Mr. Met: Secret Service Threatened To Kill Mascot For Getting Too Close To Bill Clinton

Met

A former Mr. Met has revealed that he was threatened by a secret service agent when President Bill Clinton visited Shea Stadium, who warned him that a sniper would shoot him dead if he approached the President.

AJ Mass, who used to don the delightful costume, has revealed all in his new book, “Yes, It’s Hot In Here: Adventures in the Weird, Woolly World of Sports Mascots.”

Mass admits that he wanted to meet the 42nd President of the United States on April 15, 1997, but was met with a slight issue when he tried to go through the secret service’s metal detector. Unfortunately, because of the size of the costume’s bulbous head he couldn’t fit through the security system.

Mass was joined by two female college interns, and despite this little incident he still set out to find Clinton. He writes, “The holy grail for all mascots – a photo op and meet-and-greet with a sitting president.”

However, when he came face-to-face with another one of the President’s many secret service agents he was given a rather frightening warning.

“We have snipers all around the stadium, just in case something were to happen,” Mass recalls. “Like I said, do whatever it is you normally do. But approach the President and we go for the kill shot. Are we clear?”

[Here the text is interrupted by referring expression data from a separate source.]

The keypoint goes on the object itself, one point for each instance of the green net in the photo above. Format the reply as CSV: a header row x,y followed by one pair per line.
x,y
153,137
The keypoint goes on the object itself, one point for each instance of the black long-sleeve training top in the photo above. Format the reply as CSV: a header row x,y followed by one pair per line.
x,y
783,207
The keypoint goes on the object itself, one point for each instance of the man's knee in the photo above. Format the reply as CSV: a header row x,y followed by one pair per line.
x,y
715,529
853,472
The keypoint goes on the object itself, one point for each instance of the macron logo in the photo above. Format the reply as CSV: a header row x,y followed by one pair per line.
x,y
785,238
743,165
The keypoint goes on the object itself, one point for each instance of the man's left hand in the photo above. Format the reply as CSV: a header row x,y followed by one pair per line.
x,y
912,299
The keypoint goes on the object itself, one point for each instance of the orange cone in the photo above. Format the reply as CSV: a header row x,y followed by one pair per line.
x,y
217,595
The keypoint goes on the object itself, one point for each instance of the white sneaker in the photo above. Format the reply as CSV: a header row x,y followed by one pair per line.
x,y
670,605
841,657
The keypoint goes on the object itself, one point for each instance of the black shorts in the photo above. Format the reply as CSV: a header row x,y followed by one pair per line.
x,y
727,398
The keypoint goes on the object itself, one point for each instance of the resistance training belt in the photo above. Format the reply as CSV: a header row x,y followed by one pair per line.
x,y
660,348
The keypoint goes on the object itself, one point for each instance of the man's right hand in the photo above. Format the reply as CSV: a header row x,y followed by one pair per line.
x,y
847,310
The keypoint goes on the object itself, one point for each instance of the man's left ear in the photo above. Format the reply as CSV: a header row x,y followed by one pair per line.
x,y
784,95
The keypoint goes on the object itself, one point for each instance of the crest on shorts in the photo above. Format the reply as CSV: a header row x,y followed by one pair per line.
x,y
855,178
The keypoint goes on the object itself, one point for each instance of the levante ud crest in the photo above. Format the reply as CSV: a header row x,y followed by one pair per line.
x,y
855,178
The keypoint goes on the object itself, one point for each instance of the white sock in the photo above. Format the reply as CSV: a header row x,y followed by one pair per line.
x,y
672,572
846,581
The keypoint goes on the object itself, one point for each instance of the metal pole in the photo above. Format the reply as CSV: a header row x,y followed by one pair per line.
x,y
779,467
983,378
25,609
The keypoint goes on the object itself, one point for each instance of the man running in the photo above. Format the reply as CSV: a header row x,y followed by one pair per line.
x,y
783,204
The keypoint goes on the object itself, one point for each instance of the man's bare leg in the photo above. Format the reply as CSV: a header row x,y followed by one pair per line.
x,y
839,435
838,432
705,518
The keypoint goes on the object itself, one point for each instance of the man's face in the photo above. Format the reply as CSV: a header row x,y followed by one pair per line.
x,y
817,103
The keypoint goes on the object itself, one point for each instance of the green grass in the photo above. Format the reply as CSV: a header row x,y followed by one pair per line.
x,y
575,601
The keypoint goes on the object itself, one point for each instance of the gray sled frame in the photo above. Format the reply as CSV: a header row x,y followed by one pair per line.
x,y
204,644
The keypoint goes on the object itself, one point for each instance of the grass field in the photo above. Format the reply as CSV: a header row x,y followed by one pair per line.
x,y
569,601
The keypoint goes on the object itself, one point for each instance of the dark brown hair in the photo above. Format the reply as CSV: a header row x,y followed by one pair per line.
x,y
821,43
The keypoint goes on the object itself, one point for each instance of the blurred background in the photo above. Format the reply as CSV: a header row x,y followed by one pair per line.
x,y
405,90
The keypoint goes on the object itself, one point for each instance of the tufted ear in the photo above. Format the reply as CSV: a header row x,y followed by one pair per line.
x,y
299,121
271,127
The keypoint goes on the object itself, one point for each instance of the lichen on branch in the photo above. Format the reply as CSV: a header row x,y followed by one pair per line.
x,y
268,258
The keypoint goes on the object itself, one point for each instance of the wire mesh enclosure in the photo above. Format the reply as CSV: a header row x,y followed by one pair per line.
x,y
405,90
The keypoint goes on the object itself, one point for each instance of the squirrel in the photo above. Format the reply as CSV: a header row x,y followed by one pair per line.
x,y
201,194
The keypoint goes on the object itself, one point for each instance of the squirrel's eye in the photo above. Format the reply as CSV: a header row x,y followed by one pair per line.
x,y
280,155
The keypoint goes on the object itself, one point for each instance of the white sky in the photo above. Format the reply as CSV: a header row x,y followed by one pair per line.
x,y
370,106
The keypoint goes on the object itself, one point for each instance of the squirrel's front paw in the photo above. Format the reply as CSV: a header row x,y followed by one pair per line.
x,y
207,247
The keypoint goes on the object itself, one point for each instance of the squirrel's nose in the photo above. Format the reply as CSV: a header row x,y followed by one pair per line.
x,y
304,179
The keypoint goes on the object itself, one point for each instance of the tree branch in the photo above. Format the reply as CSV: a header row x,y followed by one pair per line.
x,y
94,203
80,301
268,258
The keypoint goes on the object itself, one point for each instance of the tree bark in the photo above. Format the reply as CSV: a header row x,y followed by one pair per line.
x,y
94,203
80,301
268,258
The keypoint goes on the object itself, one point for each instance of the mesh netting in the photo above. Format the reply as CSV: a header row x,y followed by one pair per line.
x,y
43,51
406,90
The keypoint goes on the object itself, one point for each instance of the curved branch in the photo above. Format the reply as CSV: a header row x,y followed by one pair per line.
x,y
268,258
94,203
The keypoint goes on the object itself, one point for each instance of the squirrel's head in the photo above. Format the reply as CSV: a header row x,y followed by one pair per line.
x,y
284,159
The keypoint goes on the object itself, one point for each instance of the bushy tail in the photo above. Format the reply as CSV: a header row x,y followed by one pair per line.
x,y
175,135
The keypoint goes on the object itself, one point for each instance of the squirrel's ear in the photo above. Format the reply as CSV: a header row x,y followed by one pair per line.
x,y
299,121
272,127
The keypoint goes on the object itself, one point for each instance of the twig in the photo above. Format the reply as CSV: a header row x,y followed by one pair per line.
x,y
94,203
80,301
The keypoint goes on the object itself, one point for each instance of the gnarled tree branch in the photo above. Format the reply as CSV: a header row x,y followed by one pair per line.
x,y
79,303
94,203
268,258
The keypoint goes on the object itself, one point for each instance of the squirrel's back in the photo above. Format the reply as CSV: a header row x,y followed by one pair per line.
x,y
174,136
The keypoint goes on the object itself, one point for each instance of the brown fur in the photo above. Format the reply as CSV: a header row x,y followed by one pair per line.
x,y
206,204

Mass continues in his book, “He pauses for a moment to let the words sink in, and it feels like he isn’t only looking into my eyes, but also into my very soul with his blank, unblinking stare.”

The secret service agent obviously didn’t think that one explanation was enough, because he then looked directly in Mr Mets’ foam mouth and remarked again, “Approach the President, and we go for the kill shot. ARE – WE – CLEAR?”

Mass wore the iconic suit between 1994-1997, and it’s safe to say that this was probably his most alarming day inside the loveable attire.

Mr. Clinton managed to escape Shea Stadium unharmed after his near brush with death, and he also took the time to praise Jackie Robinson, who made his Major League Baseball debut with the Brooklyn Dodgers in 1947. This marked the first occasion that an African American athlete had done so in the sport.

Clinton gave an emotional speech during the game’s fifth inning, and he was also joined by Jackie’s widow, Rachel, and Bud Selig who was, and still is, Baseball’s acting commissioner.